- Born: February 19, 1966 (age 60) Chiplun, Maharashtra, India
- Occupations: Actor; comedian;
- Spouse: Prerna More

= Prabhakar More (actor) =

Indian actor and comedian

Prabhakar More (born 19 February 1966) is an Indian actor and comedian. He currently works in the Marathi-language TV show Maharashtrachi Hasyajatra. He played supporting roles in the films Panghrun, Thackeray, Bodkyacha Bajirao, and Varhadi Vajantri.

== Early life ==
Prabhakar More was born in Chiplun and grew up in Wahal-Morewadi, Chiplun taluka of Ratnagiri district. He completed his schooling from Wahal high school, further education was done in DBJ college in Chiplun.

== Career ==
Prabhakar More made his theater debut with the plays of Santosh Pawar.

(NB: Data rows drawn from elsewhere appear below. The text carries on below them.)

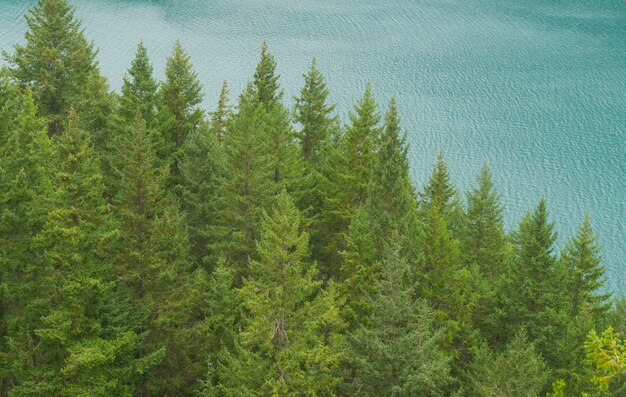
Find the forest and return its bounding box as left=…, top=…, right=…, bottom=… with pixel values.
left=0, top=0, right=624, bottom=396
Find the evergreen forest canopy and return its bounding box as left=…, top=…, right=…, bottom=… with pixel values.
left=0, top=1, right=624, bottom=396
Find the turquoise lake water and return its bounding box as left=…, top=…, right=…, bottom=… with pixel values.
left=1, top=0, right=625, bottom=292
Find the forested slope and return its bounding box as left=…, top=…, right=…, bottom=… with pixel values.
left=0, top=1, right=624, bottom=395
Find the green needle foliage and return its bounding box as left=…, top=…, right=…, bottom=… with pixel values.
left=0, top=3, right=619, bottom=394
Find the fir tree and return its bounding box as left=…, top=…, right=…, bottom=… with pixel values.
left=216, top=191, right=344, bottom=395
left=119, top=42, right=159, bottom=127
left=6, top=113, right=143, bottom=395
left=4, top=0, right=111, bottom=137
left=252, top=41, right=282, bottom=108
left=0, top=79, right=52, bottom=394
left=347, top=238, right=452, bottom=396
left=562, top=213, right=612, bottom=318
left=467, top=332, right=549, bottom=396
left=110, top=118, right=208, bottom=395
left=317, top=85, right=382, bottom=278
left=158, top=41, right=204, bottom=189
left=209, top=86, right=275, bottom=278
left=210, top=81, right=232, bottom=140
left=293, top=58, right=338, bottom=166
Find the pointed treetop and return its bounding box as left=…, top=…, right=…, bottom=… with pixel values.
left=252, top=41, right=283, bottom=107
left=210, top=81, right=232, bottom=138
left=422, top=151, right=455, bottom=211
left=120, top=41, right=158, bottom=123
left=293, top=57, right=337, bottom=165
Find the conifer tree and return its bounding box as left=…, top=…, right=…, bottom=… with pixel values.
left=562, top=213, right=612, bottom=318
left=364, top=97, right=418, bottom=254
left=467, top=332, right=549, bottom=396
left=4, top=0, right=111, bottom=137
left=347, top=238, right=451, bottom=396
left=0, top=80, right=52, bottom=393
left=158, top=41, right=204, bottom=189
left=503, top=199, right=569, bottom=369
left=110, top=118, right=209, bottom=395
left=6, top=113, right=144, bottom=395
left=179, top=123, right=224, bottom=269
left=462, top=165, right=509, bottom=345
left=293, top=58, right=338, bottom=166
left=209, top=86, right=275, bottom=278
left=216, top=191, right=344, bottom=395
left=317, top=85, right=382, bottom=278
left=119, top=42, right=159, bottom=127
left=252, top=41, right=283, bottom=108
left=210, top=81, right=232, bottom=140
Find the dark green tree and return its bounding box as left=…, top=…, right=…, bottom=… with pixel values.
left=316, top=85, right=382, bottom=278
left=562, top=213, right=612, bottom=319
left=4, top=0, right=111, bottom=137
left=347, top=238, right=452, bottom=396
left=158, top=41, right=204, bottom=189
left=215, top=191, right=345, bottom=395
left=0, top=80, right=52, bottom=394
left=467, top=332, right=549, bottom=396
left=293, top=58, right=338, bottom=166
left=6, top=113, right=145, bottom=395
left=119, top=42, right=159, bottom=127
left=210, top=81, right=232, bottom=140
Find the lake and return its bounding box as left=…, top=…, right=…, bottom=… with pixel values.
left=1, top=0, right=625, bottom=292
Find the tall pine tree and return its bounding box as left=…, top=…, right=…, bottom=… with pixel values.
left=4, top=0, right=111, bottom=137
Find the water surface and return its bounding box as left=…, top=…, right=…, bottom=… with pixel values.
left=1, top=0, right=624, bottom=291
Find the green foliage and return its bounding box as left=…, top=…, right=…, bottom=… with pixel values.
left=563, top=213, right=612, bottom=318
left=585, top=327, right=626, bottom=391
left=216, top=191, right=344, bottom=395
left=347, top=239, right=452, bottom=396
left=157, top=41, right=204, bottom=189
left=467, top=332, right=549, bottom=396
left=4, top=0, right=111, bottom=137
left=0, top=8, right=619, bottom=394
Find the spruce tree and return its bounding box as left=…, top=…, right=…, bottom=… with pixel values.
left=216, top=191, right=344, bottom=395
left=6, top=113, right=143, bottom=395
left=347, top=238, right=452, bottom=396
left=119, top=42, right=159, bottom=127
left=110, top=118, right=208, bottom=395
left=4, top=0, right=111, bottom=137
left=180, top=123, right=224, bottom=269
left=0, top=80, right=52, bottom=393
left=562, top=213, right=612, bottom=318
left=252, top=41, right=283, bottom=108
left=293, top=58, right=338, bottom=166
left=467, top=332, right=549, bottom=396
left=462, top=165, right=510, bottom=345
left=158, top=41, right=204, bottom=189
left=503, top=199, right=570, bottom=370
left=316, top=85, right=382, bottom=278
left=210, top=81, right=232, bottom=140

He garnered popularity among the audience with his performances in many dramas. More has played the role of comedian and supporting actor in many serials and films. He acted in the films Kutumb (2012), Katti Batti (2015), Bai Go Bai (2015), Takatak (2019). Prabhakar More's comedy style in programs like Comedychi Bullet Train, Maharashtrachi Hasyajatra got the audience's vogue. He rose to fame after featured in the TV comedy show Maharashtrachi Hasyajatra. Apart from this he worked in the serial Post Office Ughada Aahe alongside Makarand Anaspure and Samir Choughule. He has also acted in Mahesh Manjrekar's biographical film Bhai: Vyakti Ki Valli and Panghrun. In 2022, he was featured in Dhondi Champya - Ek Prem Katha.

== Filmography ==

=== Film ===

Year: Film; Role; Notes; Ref(s)
2008: Bodkyacha Bajirao
2012: Kutumb; Baban
2015: Katti Batti; Hindi film
Bai Go Bai
2019: Takatak; Baban
Black Label: Constable; short film
Bhai: Vyakti Ki Valli: based on Pu La Deshpande
Thackeray: Wamanrao Mahadik
2022: Panghrun; Lakhoba
Varhadi Vajantri
Dhondi Champya - Ek Prem Katha
2025: Last Stop Khanda
2026: Lagnacha Shot; Railway ticket collector

===Web series===
- RaanBaazaar as Palande's friend

=== Television ===

- Maharashtrachi Hasyajatra
- Post Office Ughada Aahe
- Comedychi Bullet Train
- Mi Punha Yein

== Other work ==
More joined the Nationalist Congress Party in the presence of Ajit Pawar at the NCP's head office in Mumbai, where he was given the post of Chairman of Cultural Konkan Department. The NCP stated that official gambling is occurring through online rummy. Speaking about this, More stated that "other artists shouldn't do such commercials and that he would not promote rummy."